Chiara Pino e Riccardo Ganelli sono una coppia anche nella vita oltre che nel lavoro. “Io facevo la modella mentre Riccardo ha lavorato per Sunnei, un brand di moda nato a Milano ricoprendo diversi ruoli gestionali” spiega Chiara Pino ricordando la propria storia. “Abbiamo sempre viaggiato molto per lavoro e in ogni luogo dove siamo stati abbiamo fatto ricerca: siamo due grandi appassionati di cibo e vino e ci siamo fatti ispirare da ciò che abbiamo visto nelle più grandi capitali europee, cercando di replicarlo a Milano” continua Riccardo Ganelli che gestisce la parte vino di Bar Nico, mentre Chiara Pino si occupa della parte cibo. C’è anche un altro socio dietro Bar Nico: “Si tratta di Marco Manaccio, che non lavora qui con noi e ci ha curato tutta la progettazione dello spazio. È un architetto e gestisce lo Studio Sagoma a Milano”.

La sala e il bancone di Bar Nico Alessandro Saletta - DSL Studio

Bar Nico sorge all’interno di uno spazio particolare: “Abbiamo trovato questo ex gommista e ci ha colpito per le ampie vetrine che danno su una piazzetta. Il locale è a mezzaluna, una forma particolare, e ha un interior non classico per un wine bar”. Infatti tutto è bianco, minimale, pulito ed essenziale, e ricorda molto i locali del nord Europa, ci spiegano i due proprietari.  “I lavori sono duranti un po’ di mesi e poi abbiamo aperto a ottobre 2023: il nome è un omaggio al nostro amatissimo cane, un levriero afgano che è anche nel logo del locale e a breve sarà anche nel merch” spiega Riccardo.

Nico, il levriero afgano simbolo del locale

Cosa si mangia e cosa si beve da Bar Nico

Chiara Pino e Riccardo Ganelli non hanno mai avuto una formazione in ambito dell’hospitality e tutto quello che sanno l’hanno imparato in giro per il mondo. “Bar Nico non è un ristorante, vogliamo sottolinearlo, non è proprio il nostro ambito. È un wine bar dove si può mangiare qualcosa che non ha bisogno di trasformazione” spiegano i due mentre leggiamo il menu di Bar Nico. Le etichette di vino che si trovano qui sono quelle che Riccardo e Chiara hanno assaggiato e amato nei loro viaggi: “C’è tanta Francia perché pensiamo che sia una bevuta che si lega come stile ai nostri piccoli piatti: tanto Beaujolais, qualcosa dalla Borgogna, poi Jura e Rodano. Ovviamente Italia con una selezione dal Piemonte, Puglia, Lazio, soprattutto. Poi qualche birra e il kombucha Mia per chi non vuole bere”.

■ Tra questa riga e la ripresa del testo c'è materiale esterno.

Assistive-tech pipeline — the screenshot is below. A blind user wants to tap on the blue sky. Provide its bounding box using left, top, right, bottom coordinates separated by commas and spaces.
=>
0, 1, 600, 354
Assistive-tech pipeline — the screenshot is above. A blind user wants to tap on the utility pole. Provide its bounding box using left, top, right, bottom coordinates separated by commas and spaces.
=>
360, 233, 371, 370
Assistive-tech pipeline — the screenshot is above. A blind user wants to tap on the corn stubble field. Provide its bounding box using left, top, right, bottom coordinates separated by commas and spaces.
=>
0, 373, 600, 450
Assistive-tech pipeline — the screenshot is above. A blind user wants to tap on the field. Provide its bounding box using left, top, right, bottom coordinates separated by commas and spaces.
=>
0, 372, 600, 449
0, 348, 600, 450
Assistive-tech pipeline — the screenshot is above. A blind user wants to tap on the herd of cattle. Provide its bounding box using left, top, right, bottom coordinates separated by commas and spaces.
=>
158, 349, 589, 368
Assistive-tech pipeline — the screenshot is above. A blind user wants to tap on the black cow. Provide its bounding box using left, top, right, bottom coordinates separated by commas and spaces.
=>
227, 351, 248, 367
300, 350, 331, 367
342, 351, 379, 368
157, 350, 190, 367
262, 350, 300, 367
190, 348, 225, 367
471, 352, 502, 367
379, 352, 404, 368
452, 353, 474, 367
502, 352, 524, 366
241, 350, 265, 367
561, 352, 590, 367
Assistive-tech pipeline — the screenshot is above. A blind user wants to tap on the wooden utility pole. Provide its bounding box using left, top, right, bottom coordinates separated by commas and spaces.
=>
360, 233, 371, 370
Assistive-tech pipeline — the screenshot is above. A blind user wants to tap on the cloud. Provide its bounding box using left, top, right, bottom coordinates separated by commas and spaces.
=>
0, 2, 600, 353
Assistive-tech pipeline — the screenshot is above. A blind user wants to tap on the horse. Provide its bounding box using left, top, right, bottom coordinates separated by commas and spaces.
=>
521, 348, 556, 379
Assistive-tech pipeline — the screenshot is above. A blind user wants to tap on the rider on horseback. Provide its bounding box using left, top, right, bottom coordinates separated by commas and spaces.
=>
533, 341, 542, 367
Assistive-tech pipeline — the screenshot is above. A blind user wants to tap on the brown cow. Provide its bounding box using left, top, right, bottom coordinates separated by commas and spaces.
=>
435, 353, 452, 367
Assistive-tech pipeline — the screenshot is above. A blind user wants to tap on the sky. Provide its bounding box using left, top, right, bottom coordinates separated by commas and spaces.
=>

Bar Nico, wine bar con piccoli piatti a Milano

Bar Nico non è un ristorante: “Lavoriamo con produttori che abbiano delle materie prime buone e che non dobbiamo trasformare proprio perché non abbiamo una cucina” ci spiega Chiara che si occupa di questa parte. Nel menu di Bar Nico c’è la parte con gli snack come mandorle Marcona tostate (3€), olive (3€) e la gilda ovvero lo spiedino tipico dei Paesi Baschi con oliva, peperone e acciuga (2,5€); una selezione di formaggi dall’Azienda Il Boscasso (14€), vicino Pavia, e tante conserve di pesce dal Portogallo come cozze in escabeche, calamari al nero, sardine affumicate, che ruotano di tanto in tanto (8/11€). Non mancano i taralli pugliesi (3€), i salumi dall’Azienda La Malintesa di Cremona presi di settimana in settimana dai due proprietari (10€), e una selezione di snack vegetali come hummus e verdure di stagione (6/7€). “Non volevamo creare un posto dove si spendesse tanto, ma un semplice wine bar dove se vuoi puoi fermare la fame niente di più. Non siamo un ristorante” concludono Chiara e Riccardo. E se volete andare non c’è bisogno di prenotare: “Vogliamo che tutti si sentano liberi di venire e rimanere quanto vogliano, non diamo a disposizione il tavolo a ore, questo è un locale dove si arriva in 5 e finisce in 10 e ci piace così”.